Let $I$ be an injective $R$-module and $0\rightarrow A\stackrel{\mu} \rightarrow B \stackrel{\epsilon}\rightarrow C\rightarrow 0$ be an exact sequence. I was proving that the induced sequence $$0 \rightarrow {\rm Hom}_R(C,I) \stackrel{\epsilon^*}\rightarrow {\rm Hom}_R(B,I)\stackrel{\mu^*} \rightarrow {\rm Hom}_R(A,I) \rightarrow 0$$ is exact. I confused at one point. I first proved the following:
$\epsilon^*$ is injective, $\mu^*$ is surjective and $Im(\epsilon^*)\subseteq \ker(\mu^*)$. While proving reverse inequality in last, I arrived at something wrong thing.
(1) Let $\psi\in\ker(\mu^*)$. Hence $\psi:B\rightarrow I$ with $\mu^*(\psi)=0$ i.e. $\psi\mu=0$.
(2) Hence we have following commutative diagram (first) with $I$ injective module. This says that for the zero homomoephism from $A$ to $I$, and the monomorphism $\mu:A\rightarrow B$, there exists $\psi:B\rightarrow I$ such that diagram commutes.
(3) But for zero map from $A$ to $I$, the zero map from $B$ to $I$ also satisfies the commutativity of diagram (second figure).
(4) By uniqueness in the definition of injective module, we must have $\psi=0$.
(5) Thus $\psi \in \ker(\mu^*)$ implies $\psi=0$, i.e. $\mu^*$ is injective!
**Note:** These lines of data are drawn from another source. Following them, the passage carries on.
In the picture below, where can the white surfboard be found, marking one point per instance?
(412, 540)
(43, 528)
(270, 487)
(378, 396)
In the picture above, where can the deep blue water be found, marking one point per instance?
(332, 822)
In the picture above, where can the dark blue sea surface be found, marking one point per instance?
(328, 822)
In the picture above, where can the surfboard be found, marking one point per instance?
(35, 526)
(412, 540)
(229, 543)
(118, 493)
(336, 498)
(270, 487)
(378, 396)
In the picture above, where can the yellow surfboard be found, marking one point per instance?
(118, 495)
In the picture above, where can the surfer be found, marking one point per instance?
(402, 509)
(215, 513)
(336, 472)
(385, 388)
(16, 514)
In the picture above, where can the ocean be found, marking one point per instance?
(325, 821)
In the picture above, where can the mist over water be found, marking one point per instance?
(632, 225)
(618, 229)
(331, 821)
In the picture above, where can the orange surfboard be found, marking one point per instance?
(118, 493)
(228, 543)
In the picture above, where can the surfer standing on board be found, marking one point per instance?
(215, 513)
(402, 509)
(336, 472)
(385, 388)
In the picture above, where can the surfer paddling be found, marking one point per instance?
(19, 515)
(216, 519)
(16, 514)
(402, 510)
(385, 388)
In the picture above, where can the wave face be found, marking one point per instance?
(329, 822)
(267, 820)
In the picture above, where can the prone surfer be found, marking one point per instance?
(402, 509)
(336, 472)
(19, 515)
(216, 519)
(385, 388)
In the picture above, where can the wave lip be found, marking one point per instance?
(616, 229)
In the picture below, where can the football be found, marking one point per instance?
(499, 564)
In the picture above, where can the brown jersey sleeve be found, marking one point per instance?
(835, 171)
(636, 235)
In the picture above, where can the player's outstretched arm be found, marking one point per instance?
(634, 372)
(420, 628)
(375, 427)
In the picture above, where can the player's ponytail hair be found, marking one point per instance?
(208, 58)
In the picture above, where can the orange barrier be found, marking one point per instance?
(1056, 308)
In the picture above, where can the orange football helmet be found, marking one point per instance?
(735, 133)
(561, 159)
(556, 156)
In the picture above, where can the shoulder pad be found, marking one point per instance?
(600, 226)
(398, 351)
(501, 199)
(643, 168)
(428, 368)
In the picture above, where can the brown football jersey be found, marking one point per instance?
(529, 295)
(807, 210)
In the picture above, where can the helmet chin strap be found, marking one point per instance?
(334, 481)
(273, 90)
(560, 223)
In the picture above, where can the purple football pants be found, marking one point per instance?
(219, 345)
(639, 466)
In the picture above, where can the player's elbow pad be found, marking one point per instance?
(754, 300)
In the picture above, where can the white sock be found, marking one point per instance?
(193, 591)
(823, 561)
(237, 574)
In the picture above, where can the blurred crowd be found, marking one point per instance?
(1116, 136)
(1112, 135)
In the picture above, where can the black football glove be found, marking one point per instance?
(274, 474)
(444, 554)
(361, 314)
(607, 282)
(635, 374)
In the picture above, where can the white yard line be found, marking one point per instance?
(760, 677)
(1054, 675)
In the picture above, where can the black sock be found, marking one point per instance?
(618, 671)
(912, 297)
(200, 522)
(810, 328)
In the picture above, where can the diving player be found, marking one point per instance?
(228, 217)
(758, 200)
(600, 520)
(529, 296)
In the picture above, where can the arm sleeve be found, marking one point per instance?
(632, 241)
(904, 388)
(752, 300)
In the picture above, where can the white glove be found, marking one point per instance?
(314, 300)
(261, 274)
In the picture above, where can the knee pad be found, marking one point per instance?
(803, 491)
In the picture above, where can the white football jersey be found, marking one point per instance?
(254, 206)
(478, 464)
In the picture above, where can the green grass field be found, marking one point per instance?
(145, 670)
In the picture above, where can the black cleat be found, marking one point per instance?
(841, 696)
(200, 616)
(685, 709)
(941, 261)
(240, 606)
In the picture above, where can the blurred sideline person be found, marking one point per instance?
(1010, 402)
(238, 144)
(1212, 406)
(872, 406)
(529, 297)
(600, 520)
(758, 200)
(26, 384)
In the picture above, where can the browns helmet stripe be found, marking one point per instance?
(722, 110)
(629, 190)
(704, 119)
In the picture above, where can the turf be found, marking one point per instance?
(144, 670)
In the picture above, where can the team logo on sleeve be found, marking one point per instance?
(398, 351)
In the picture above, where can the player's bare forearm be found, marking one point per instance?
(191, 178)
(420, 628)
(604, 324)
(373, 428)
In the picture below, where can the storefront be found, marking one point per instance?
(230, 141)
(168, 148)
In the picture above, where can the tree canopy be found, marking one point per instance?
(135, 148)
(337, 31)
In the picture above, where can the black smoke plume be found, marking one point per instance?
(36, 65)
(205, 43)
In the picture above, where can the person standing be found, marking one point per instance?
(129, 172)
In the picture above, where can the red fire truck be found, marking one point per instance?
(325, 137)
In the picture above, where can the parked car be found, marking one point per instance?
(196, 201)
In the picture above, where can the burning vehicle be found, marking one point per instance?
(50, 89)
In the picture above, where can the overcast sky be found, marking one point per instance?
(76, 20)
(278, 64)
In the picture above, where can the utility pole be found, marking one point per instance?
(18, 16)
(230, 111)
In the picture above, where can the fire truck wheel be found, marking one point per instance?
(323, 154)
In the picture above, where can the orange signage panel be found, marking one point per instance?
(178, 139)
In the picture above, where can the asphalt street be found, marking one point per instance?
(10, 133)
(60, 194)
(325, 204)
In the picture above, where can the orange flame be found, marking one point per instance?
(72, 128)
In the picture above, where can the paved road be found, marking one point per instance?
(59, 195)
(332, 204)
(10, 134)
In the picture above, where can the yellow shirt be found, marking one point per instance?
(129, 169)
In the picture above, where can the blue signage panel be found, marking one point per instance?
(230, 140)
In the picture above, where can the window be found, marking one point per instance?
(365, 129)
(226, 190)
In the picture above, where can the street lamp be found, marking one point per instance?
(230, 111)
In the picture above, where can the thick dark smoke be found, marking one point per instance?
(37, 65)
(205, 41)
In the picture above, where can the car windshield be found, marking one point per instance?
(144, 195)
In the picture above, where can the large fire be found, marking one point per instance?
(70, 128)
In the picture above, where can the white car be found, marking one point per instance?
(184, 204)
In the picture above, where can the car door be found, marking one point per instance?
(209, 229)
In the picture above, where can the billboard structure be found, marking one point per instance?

Where I am wrong in the arguments?
There is a mistake in $(4)$, I think. The universal property for injectivity does not claim uniqueness. It only says that each module homomorphism $A\rightarrow I$ can be lifted to a module homomorphism $B\rightarrow I$, such that the diagram commutes. So there exists such a map, but it is not unique, of course. Same for projective module, in the dual version.